By 1967, the company's president and chairman was August Uihlein's grandson, Robert Uihlein Jr. Faced with a desire to meet large volume demands while also cutting the cost of production, the brewing process for Schlitz's flagship Schlitz beer was changed in the early 1970s. The primary changes involved using corn syrup to replace some of the malted barley, adding a silica gel to prevent the product from forming a haze, using high-temperature fermentation instead of the traditional method, and also substituted less-expensive extracts rather than traditional ingredients. Schlitz also experimented with continuous fermentation, even building a new brewery specifically designed to use the process in Baldwinsville, New York. The reformulated product resulted in a beer that not only lost much of the flavor and consistency of the traditional formula, but also spoiled more quickly, rapidly losing public appeal.

In 1976, concern was growing that the Food and Drug Administration would require all ingredients to be labeled on their bottles and cans. To prevent having to disclose the artificial additive of the silica gel, Uihlein switched to an agent called "Chill-garde" which would be filtered out at the end of production, so it would be considered nondisclosable. The agent reacted badly with a foam stabilizer that was used and Schlitz recalled 10 million bottles of beer, costing it $1.4 million. Schlitz was further hurt by the rise of high-volume light beers such as Miller Lite and Bud Light, a direction Schlitz did not aggressively pursue – although James Coburn appeared in commercials for the short-lived Schlitz Light in 1976.

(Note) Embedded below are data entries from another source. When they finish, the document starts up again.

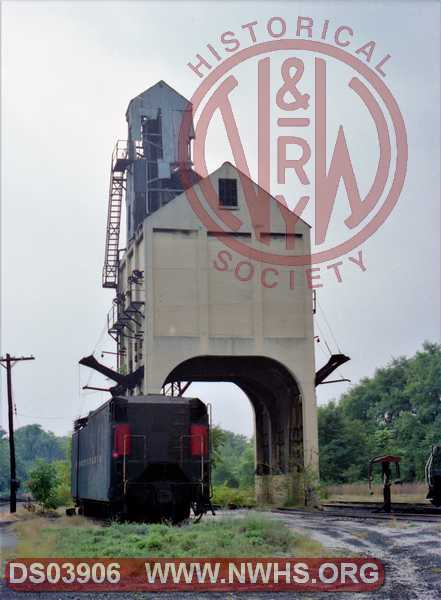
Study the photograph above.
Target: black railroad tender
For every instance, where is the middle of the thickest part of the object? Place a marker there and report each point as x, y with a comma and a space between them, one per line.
143, 457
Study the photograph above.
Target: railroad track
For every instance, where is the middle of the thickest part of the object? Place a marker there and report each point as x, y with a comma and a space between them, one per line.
359, 510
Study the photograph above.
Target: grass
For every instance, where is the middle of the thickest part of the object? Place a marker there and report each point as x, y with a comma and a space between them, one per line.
252, 535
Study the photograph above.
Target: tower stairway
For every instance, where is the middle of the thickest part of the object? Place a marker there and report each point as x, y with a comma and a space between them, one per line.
118, 166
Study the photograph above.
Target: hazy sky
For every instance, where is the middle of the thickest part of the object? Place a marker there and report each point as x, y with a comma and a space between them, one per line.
69, 71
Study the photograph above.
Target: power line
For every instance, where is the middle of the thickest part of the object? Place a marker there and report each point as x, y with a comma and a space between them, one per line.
8, 362
329, 326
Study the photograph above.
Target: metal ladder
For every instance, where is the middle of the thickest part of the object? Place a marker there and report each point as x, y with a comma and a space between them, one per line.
118, 166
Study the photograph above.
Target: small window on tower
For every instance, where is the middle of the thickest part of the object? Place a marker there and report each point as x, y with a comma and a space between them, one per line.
228, 193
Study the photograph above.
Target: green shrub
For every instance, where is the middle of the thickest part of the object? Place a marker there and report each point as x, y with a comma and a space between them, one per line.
43, 481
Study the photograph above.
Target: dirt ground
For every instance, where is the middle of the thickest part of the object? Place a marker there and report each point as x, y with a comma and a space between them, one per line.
410, 550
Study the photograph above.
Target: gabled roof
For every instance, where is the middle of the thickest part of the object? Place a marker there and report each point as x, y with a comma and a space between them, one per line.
199, 181
160, 83
227, 162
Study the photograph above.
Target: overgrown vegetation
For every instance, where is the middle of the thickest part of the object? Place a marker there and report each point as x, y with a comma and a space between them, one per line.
397, 411
254, 535
31, 444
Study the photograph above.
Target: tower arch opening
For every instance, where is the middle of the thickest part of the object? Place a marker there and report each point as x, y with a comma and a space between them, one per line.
276, 400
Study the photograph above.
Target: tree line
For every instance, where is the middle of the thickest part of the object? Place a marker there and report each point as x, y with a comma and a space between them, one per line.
396, 411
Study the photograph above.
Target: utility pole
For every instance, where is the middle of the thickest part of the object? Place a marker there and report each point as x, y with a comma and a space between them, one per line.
8, 362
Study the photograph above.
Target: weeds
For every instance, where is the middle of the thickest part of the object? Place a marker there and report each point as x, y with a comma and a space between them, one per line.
253, 535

As part of its efforts to reverse the sales decline, Schlitz launched a disastrous 1977 television ad campaign created by Leo Burnett & Co. In each of the ads, an off-screen speaker tries to convince a Schlitz drinker to switch to a rival beer. The Schlitz drinker then talked about how they would never switch and jokingly threatened the person trying to persuade them away from their favorite beer. Despite the tone of the campaign intending to be comedic levity, audiences found the campaign somewhat menacing and the ad industry dubbed it "Drink Schlitz or I'll kill you." Schlitz, unwilling to endure more bad press, pulled the campaign after 10 weeks and fired Burnett.

***
They didn't test the chill-garde and foam stabilizer before bottling it? WTF?
I
 
I remember buying 6 pack of Old Milwaukee for $1.67 circa 1978. Guaranteed one would be flat.